Thursday, November 4, 2010

Slam Bam Am'dam

It's amazing how far and how quickly one can travel going 500 mph at 39,000 ft.  It takes 3 to 4 days for your body to catch up with your body (?)-just what the hell is going on here?  Time:  What a concept!    Perhaps I framed the question incorrectly?  It takes your body time to adjust to the new time?  Well by now it's obvious I don't really know what's up; I'll muddle through.  Flying from Seattle to Iceland takes 6.5 hrs and breaks up the flight to Europe.  I liked it.  I had a couple hour layover in Reykjavik where Karen from WA state chatted me up.  She's visiting a friend in the Netherlands.  She brought a smile to my heart when she told me I neither looked or acted my age.  I'm still smiling.

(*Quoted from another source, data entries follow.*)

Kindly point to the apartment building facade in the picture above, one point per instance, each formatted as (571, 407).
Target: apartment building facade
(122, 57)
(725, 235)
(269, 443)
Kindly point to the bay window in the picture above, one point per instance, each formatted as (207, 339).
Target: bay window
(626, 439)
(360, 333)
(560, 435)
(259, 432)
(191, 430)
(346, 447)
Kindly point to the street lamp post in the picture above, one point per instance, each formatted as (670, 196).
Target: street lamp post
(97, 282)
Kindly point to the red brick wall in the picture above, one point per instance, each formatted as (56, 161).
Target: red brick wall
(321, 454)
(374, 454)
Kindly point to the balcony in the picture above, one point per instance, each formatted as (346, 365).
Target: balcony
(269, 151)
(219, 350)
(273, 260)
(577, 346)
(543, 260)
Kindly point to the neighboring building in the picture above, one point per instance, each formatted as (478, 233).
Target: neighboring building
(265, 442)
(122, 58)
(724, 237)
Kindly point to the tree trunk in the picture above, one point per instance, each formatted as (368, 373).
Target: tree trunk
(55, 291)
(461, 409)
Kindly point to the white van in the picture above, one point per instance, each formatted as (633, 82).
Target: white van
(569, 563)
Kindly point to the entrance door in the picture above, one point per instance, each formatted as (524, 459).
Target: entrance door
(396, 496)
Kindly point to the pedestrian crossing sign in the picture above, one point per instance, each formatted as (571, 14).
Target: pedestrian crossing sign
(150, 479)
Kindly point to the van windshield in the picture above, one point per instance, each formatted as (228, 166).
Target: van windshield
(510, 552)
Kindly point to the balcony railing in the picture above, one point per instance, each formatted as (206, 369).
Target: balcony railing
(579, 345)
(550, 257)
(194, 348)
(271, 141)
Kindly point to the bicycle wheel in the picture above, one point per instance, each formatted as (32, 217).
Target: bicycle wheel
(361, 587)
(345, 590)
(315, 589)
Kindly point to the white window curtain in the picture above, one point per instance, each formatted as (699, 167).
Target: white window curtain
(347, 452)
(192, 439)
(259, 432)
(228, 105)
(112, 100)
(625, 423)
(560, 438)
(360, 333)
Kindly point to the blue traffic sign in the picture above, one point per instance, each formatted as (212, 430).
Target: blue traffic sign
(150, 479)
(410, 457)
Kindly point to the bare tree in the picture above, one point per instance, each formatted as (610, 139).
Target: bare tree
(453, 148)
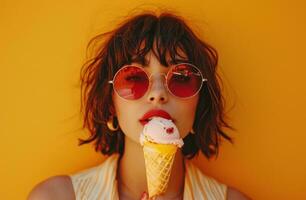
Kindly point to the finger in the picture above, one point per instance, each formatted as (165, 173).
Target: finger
(144, 196)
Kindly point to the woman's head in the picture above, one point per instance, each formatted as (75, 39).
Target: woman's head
(154, 43)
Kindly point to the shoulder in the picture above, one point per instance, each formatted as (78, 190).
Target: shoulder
(234, 194)
(54, 188)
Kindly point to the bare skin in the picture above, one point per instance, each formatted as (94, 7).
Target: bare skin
(131, 173)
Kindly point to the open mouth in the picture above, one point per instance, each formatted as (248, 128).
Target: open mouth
(154, 113)
(145, 121)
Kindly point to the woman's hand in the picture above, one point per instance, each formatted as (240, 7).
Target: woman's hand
(144, 196)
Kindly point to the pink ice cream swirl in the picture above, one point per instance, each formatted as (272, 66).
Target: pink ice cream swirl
(162, 131)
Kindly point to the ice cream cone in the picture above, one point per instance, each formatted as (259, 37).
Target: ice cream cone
(158, 160)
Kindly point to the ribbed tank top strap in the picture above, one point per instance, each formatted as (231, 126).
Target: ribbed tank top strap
(98, 182)
(200, 186)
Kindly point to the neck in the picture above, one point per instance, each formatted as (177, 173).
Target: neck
(132, 180)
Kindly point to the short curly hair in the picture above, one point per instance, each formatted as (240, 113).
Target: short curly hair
(166, 35)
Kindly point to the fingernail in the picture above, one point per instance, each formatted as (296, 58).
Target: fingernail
(144, 195)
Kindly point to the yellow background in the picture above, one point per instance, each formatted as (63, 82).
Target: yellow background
(262, 59)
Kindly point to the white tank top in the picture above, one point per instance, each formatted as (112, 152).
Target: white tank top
(99, 183)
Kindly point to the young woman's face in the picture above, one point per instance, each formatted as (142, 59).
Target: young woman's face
(129, 112)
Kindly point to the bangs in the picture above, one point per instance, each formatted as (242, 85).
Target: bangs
(166, 36)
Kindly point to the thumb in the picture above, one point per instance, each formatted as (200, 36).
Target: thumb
(144, 196)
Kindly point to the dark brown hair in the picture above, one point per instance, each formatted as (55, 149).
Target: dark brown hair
(166, 35)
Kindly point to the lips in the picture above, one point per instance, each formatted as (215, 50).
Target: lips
(154, 113)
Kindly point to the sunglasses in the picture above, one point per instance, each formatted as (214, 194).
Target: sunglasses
(183, 80)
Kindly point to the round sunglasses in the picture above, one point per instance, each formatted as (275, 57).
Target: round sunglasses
(183, 80)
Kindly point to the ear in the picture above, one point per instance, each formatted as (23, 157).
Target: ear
(112, 110)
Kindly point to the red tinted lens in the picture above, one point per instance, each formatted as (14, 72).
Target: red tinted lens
(131, 82)
(184, 80)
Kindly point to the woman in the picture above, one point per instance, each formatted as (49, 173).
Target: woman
(136, 75)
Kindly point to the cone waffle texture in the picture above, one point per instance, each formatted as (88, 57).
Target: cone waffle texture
(158, 160)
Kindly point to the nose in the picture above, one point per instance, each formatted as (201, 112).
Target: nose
(158, 93)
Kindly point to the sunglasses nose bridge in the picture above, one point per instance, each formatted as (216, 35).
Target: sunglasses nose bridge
(153, 78)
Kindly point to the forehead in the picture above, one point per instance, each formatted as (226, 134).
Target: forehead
(153, 57)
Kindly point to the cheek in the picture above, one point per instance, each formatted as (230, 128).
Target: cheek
(127, 117)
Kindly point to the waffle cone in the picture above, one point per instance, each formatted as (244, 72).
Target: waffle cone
(158, 160)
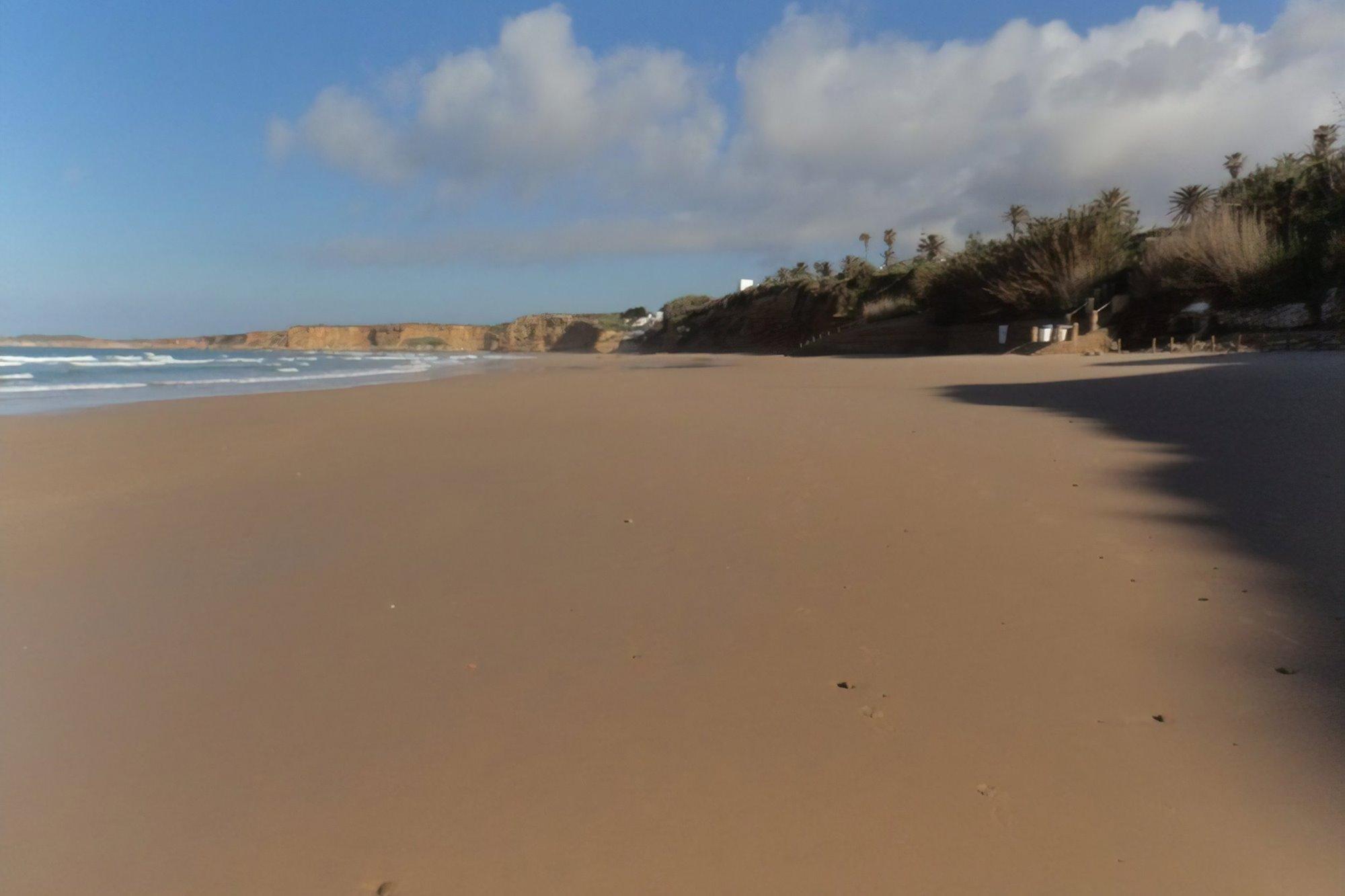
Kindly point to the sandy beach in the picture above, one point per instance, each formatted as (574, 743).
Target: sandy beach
(582, 627)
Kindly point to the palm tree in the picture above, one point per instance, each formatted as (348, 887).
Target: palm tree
(1188, 202)
(1016, 218)
(931, 245)
(1113, 200)
(1324, 138)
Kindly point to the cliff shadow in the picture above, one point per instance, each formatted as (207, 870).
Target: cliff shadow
(1258, 450)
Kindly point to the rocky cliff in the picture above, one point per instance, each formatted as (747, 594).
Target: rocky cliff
(532, 333)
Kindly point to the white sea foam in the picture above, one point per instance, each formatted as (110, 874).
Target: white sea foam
(80, 386)
(11, 361)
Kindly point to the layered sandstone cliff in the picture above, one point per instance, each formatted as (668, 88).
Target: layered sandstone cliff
(532, 333)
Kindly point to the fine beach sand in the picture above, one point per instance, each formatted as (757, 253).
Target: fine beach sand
(579, 627)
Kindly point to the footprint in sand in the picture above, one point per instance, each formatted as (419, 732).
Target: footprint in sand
(1000, 809)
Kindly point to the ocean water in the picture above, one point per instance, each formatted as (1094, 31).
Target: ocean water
(41, 380)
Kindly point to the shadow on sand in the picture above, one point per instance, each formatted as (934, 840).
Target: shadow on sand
(1260, 447)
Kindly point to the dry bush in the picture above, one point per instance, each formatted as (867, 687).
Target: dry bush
(1222, 256)
(890, 307)
(1061, 260)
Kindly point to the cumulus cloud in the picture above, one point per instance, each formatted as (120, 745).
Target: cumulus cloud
(528, 111)
(836, 132)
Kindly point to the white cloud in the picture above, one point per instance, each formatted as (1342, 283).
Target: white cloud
(837, 132)
(533, 108)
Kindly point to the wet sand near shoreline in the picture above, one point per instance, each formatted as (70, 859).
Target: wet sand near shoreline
(583, 626)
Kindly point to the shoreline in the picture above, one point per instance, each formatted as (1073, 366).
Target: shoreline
(25, 399)
(580, 627)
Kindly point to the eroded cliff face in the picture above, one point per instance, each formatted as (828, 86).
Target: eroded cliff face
(532, 333)
(775, 318)
(555, 333)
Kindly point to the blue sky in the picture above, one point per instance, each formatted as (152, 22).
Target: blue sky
(205, 167)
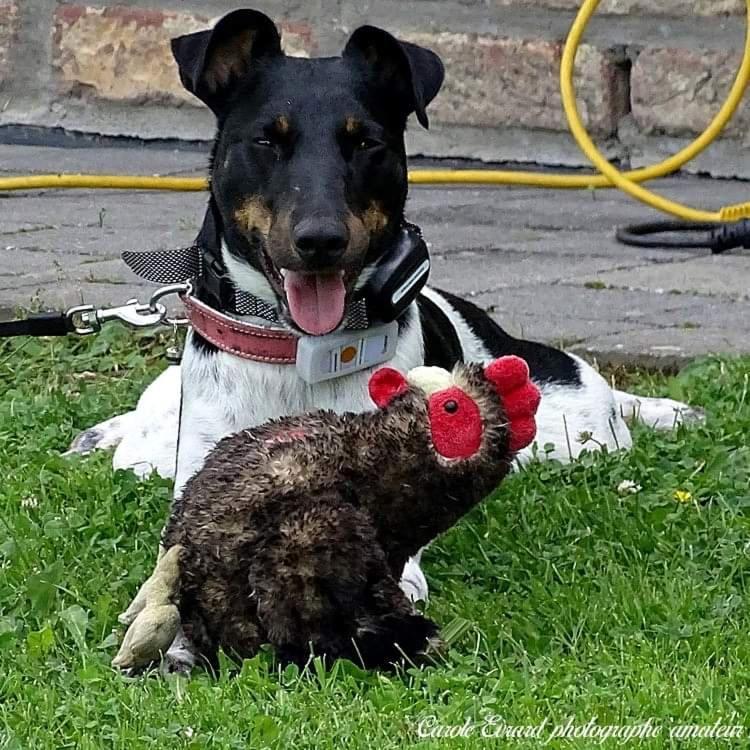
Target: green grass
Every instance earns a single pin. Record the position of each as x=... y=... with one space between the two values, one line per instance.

I've been hiking around Am'dam, north of the city and tomorrow will drive to East Holland near the German border with my friend Mark-Hans.  Mark is a gracious and gregarious host.  He and I and Ernst-Jan, another friend I met 7 years ago, discussed culture and our affinities and dis-affinities towards our native culture and supposed foreign ones. Ernst-Jan asked me, after I made the comment that Am'dam seemed more livable than San Fran, why I thought so.  One thing you can count on from the Dutch is there directness and forthrightness-they often say what they think and ask what they want.  It's refreshing and perhaps that is one reason why I find their largest city more livable?  There are many reasons:  an efficient and modern public transport system, an apparent commitment to clean air, water & energy systems, recycling, bicycling, multi-culturalism and widespread tolerance of human diversity and vice.   Perhaps their attention to the maintenance of civil infrastructure and civility is a direct consequence of their need to constantly combat the water's rising tide and the sand's continual shift?  They literally live on moving ground and water.  Mark and I stopped to look at a street in a village north of Am'dam under re-construction;  sump pumps were humming, steel pilings were being driven and ancient beams uncovered.  The brick path atop the dyke we walked bowed from the center to its edges.  Marks hikes regularly around the polders out to Marken Lighthouse and informed me that he has noticed an obvious change in the path since last year's hikes.

2 comments:

Dianna said...

Thanks for letting me live this with you Rick. I enjoy it so very much!!

Tammie Lee said...

I bet there is still a bit of your spirit that has not caught up with your body, it might be over towards the east side of the FH valley...
So glad you are having a wonderful time!